ORGANOGENESIS HOLDINGS INC.
NOTES TO UNAUDITED CONSOLIDATED FINANCIAL STATEMENTS
Three and Six Months Ended June 30, 2019 and 2018
(amounts in thousands, except share and per share data)
1. Nature of the Business and Basis of Presentation
Organogenesis Holdings Inc. (formerly Avista Healthcare Public Acquisition Corp.) (“ORGO” or the “Company”) is a leading regenerative medicine company focused on the development, manufacture, and commercialization of solutions for the Advanced Wound Care and Surgical & Sports Medicine markets. The Company’s products have been shown through clinical and scientific studies to support and, in some cases, accelerate tissue healing and improve patient outcomes. The Company is advancing the standard of care in each phase of the healing process through multiple breakthroughs in tissue engineering and cell therapy. The Company’s solutions address large and growing markets driven by aging demographics and increases in comorbidities such as diabetes, obesity, cardiovascular and peripheral vascular disease and smoking. The Company offers differentiated products andin-house customer support to a wide range of health care customers including hospitals, wound care centers, government facilities, ambulatory service centers (ASCs) and physician offices. The Company’s mission is to provide integrated healing solutions that substantially improve medical outcomes and the lives of patients while lowering the overall cost of care.
The Company offers a comprehensive portfolio of products in the markets it serves that address patient needs across the continuum of care. The Company has and intends to continue to generate data from clinical trials, real-world outcomes and health economics research that validate the clinical efficacy and value proposition offered by the Company’s products. The majority of the existing and pipeline products in the Company’s portfolio have Premarket Application approval, Business License Applicant approval or Premarket Notification 510(k) clearance from the United States Food and Drug Administration (“FDA”). Given the extensive time and cost required to conduct clinical trials and receive FDA approvals, the Company believes its data and regulatory approvals provide us a strong competitive advantage. The Company’s product development expertise and multiple technology platforms provide a robust product pipeline which the Company believes will drive future growth.
Merger with Avista Healthcare Public Acquisition Corp
On December 10, 2018, Avista Healthcare Public Acquisition Corp., our predecessor company (“AHPAC”), consummated the previously announced merger (the “Avista Merger”) pursuant to an Agreement and Plan of Merger, dated as of August 17, 2018 (as amended, the “Avista Merger Agreement”), by and among AHPAC, Avista Healthcare Merger Sub, Inc., a Delaware corporation and a direct wholly-owned subsidiary of AHPAC (“Avista Merger Sub”) and Organogenesis Inc., a Delaware corporation (“Organogenesis Inc.”).

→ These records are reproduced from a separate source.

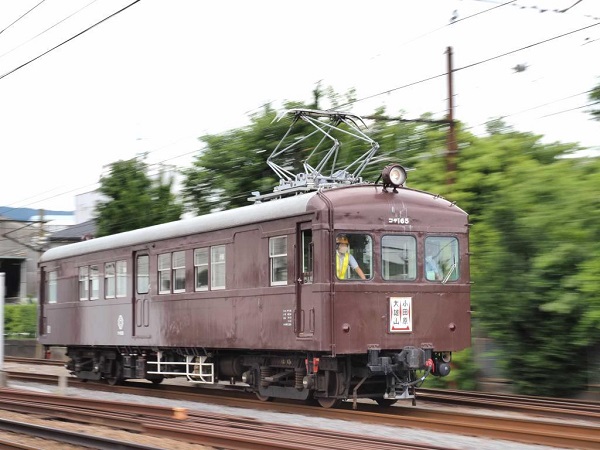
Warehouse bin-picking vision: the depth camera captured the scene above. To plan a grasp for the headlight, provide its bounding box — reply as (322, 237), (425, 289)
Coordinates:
(381, 164), (406, 188)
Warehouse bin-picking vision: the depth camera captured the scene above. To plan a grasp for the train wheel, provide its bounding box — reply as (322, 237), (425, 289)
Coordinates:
(104, 361), (124, 386)
(317, 371), (344, 408)
(256, 392), (273, 402)
(373, 398), (398, 407)
(146, 375), (165, 384)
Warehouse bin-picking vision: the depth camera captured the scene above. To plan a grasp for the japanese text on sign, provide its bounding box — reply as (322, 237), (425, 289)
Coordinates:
(390, 297), (412, 333)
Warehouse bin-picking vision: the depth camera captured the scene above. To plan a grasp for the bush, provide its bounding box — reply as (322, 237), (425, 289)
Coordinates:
(4, 304), (37, 339)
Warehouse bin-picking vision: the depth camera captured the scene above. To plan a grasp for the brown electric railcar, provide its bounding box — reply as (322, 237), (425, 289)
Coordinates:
(39, 176), (471, 407)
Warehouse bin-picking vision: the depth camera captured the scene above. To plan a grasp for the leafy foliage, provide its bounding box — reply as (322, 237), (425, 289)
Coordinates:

As a result of the Avista Merger and the other transactions contemplated by the Avista Merger Agreement, Avista Merger Sub merged with and into Organogenesis Inc., with Organogenesis Inc. surviving the Avista Merger and becoming a wholly-owned subsidiary of AHPAC. AHPAC changed its name to Organogenesis Holdings Inc. (ORGO).
The Avista Merger was accounted for as a reverse merger in accordance with accounting principles generally accepted in the United States of America (“GAAP”). Under this method of accounting, AHPAC was treated as the “acquired” company for accounting purposes. This determination was primarily based on Organogenesis Inc.’s equity holders having a majority of the voting power of the combined company, Organogenesis Inc. comprising the ongoing operations of the combined entity, Organogenesis Inc. comprising a majority of the governing body of the combined company, and Organogenesis Inc.’s senior management comprising the senior management of the combined company. Accordingly, for accounting purposes, the Avista Merger was treated as the equivalent of Organogenesis Inc. issuing stock for the net assets of AHPAC, accompanied by a recapitalization. The net assets of AHPAC were recorded at historical cost, with no goodwill or other intangible assets recorded. Operations prior to the Avista Merger are those of Organogenesis Inc.
Going Concern
Through June 30, 2019, the Company has funded its operations primarily with cash flow from product sales and proceeds from loans from affiliates and entities controlled by its affiliates, sales of its common stock and third-party debt. The Company has incurred recurring losses since inception, including net losses of $9,649 and $25,315 for the three and six months ended June 30, 2019, respectively, and $20,010 and $42,498 for the three and six months ended June 30, 2018, respectively. In addition, as of June 30, 2019, the Company had an accumulated deficit of $155,223 and working capital of $25,747. The Company expects to continue to generate operating losses for the foreseeable future. As of August 9, 2019, the issuance date of the consolidated financial statements for the six months ended June 30, 2019, the Company expects that its cash of $20,040 as of June 30, 2019, plus cash flows from product sales and availability under the New Credit Agreement (see Note 9), which was entered into in March 2019, will be sufficient to fund its operating expenses, capital expenditure requirements and debt service payments through at least August 31, 2020.